Over recent years the political landscape has changed markedly in relation to ethnicity. While there have been relatively rapid improvements in the representation of non-White minority groups in Westminster (increasing from 16 MPs before the 2010 general election to over 40 following the 2015 general election and 52 in 2017), ethnic minority people remain under-represented in parliament in relation to the general population. There is very little research on the ethnicity of local councillors, but the most recent census (2013) showed a much lower representation of ethnic minority groups in local government (3%) as compared to parliament (8%), with particularly low levels for ethnic minority women (Audickas et al. 2017). In this context, this work package approaches political structures (parties and central and local government) as institutions and will examine processes within them to address the following questions:
- What is the experience of ethnic minority people in local and national politics? How is this experience shaped by class, gender, generation and religion?
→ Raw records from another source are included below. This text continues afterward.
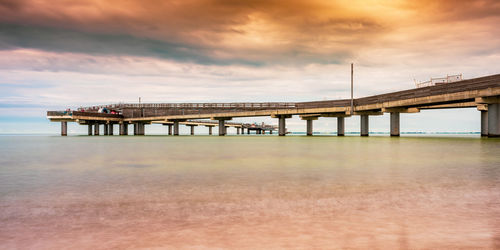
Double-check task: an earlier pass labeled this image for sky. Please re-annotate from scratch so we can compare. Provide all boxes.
[0,0,499,134]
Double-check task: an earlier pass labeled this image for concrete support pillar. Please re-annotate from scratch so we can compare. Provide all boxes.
[237,127,240,135]
[306,120,313,136]
[337,117,345,136]
[390,112,400,137]
[190,125,195,135]
[88,124,93,136]
[481,110,488,137]
[360,115,369,136]
[134,123,145,135]
[103,123,109,135]
[173,121,179,136]
[262,130,266,135]
[218,120,226,136]
[119,123,124,135]
[247,129,250,134]
[108,124,114,136]
[279,116,287,136]
[94,124,100,135]
[208,126,213,135]
[119,123,126,135]
[168,125,172,135]
[140,123,145,135]
[270,130,273,134]
[61,121,67,136]
[488,103,500,137]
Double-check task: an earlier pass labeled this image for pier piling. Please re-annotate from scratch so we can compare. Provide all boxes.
[140,123,145,135]
[218,120,226,136]
[488,103,500,137]
[279,117,285,136]
[337,117,345,136]
[61,121,67,136]
[390,112,400,136]
[108,124,114,135]
[173,121,180,136]
[119,123,126,135]
[481,111,488,137]
[189,125,195,135]
[94,124,100,135]
[277,115,291,136]
[306,120,313,136]
[361,115,369,136]
[133,123,145,135]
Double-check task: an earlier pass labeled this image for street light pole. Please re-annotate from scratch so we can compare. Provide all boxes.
[350,63,354,114]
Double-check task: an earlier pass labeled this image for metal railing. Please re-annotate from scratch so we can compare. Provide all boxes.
[415,74,463,88]
[47,111,71,116]
[83,102,297,110]
[47,111,123,118]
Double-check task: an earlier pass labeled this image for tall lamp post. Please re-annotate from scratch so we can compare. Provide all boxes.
[351,63,354,114]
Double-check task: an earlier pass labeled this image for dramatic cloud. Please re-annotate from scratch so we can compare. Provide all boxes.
[1,0,499,66]
[0,0,499,133]
[0,0,403,65]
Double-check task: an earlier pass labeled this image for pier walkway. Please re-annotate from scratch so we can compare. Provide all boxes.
[48,74,500,137]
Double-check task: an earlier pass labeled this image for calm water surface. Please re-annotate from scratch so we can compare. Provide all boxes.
[1,135,500,249]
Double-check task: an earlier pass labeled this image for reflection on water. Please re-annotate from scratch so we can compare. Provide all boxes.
[0,135,499,249]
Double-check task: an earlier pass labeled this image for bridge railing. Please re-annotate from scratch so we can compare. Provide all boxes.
[296,99,352,109]
[415,74,463,88]
[47,111,123,118]
[355,74,500,106]
[47,111,70,116]
[72,111,123,118]
[83,102,297,110]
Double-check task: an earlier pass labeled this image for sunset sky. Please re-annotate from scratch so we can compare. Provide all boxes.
[1,0,499,134]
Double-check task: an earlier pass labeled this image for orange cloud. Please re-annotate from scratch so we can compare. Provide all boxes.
[0,0,498,65]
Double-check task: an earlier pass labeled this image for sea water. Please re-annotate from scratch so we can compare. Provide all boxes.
[0,135,499,249]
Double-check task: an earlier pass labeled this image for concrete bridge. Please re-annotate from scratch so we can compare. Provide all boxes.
[47,74,500,137]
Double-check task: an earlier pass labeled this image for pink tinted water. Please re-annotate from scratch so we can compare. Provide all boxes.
[0,136,499,249]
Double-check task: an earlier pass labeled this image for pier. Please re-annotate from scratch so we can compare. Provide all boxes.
[48,74,500,137]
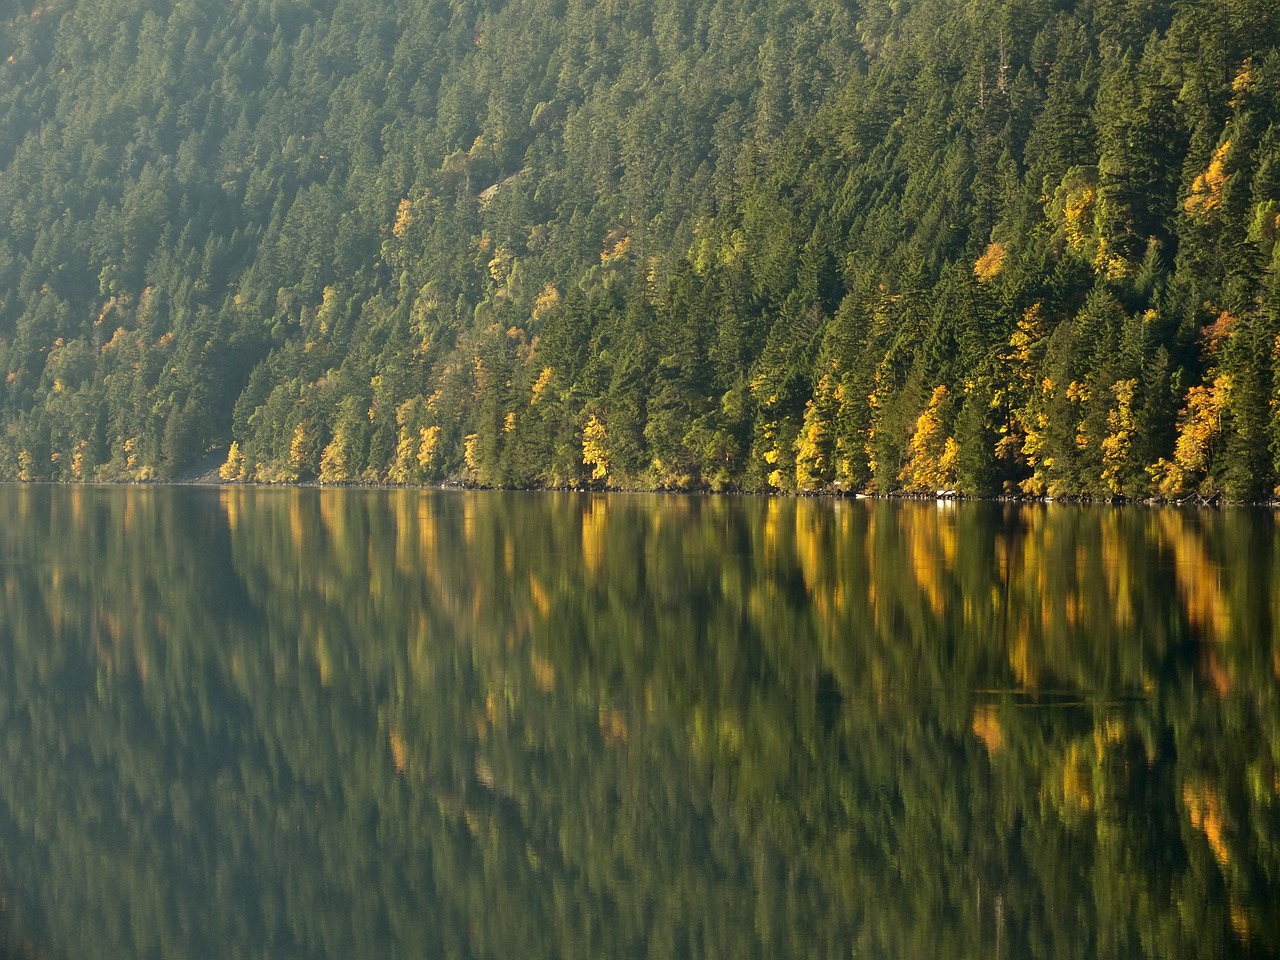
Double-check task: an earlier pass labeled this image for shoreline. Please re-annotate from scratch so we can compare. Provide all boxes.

How do the policies and practices of the major political parties shape the recruitment and progression of ethnic minority people in formal representational politics?
- What is the relationship between descriptive representation of ethnic minority people and substantive representation of relevant issues at both local and national level?
- How are the distinct voting patterns and party allegiances of ethnic minority people changing and what is driving any changes?
- Are these trends in ethnic minority people’s political behaviour different from those of the ethnic majority, or do they follow similar class, gender and regional trends?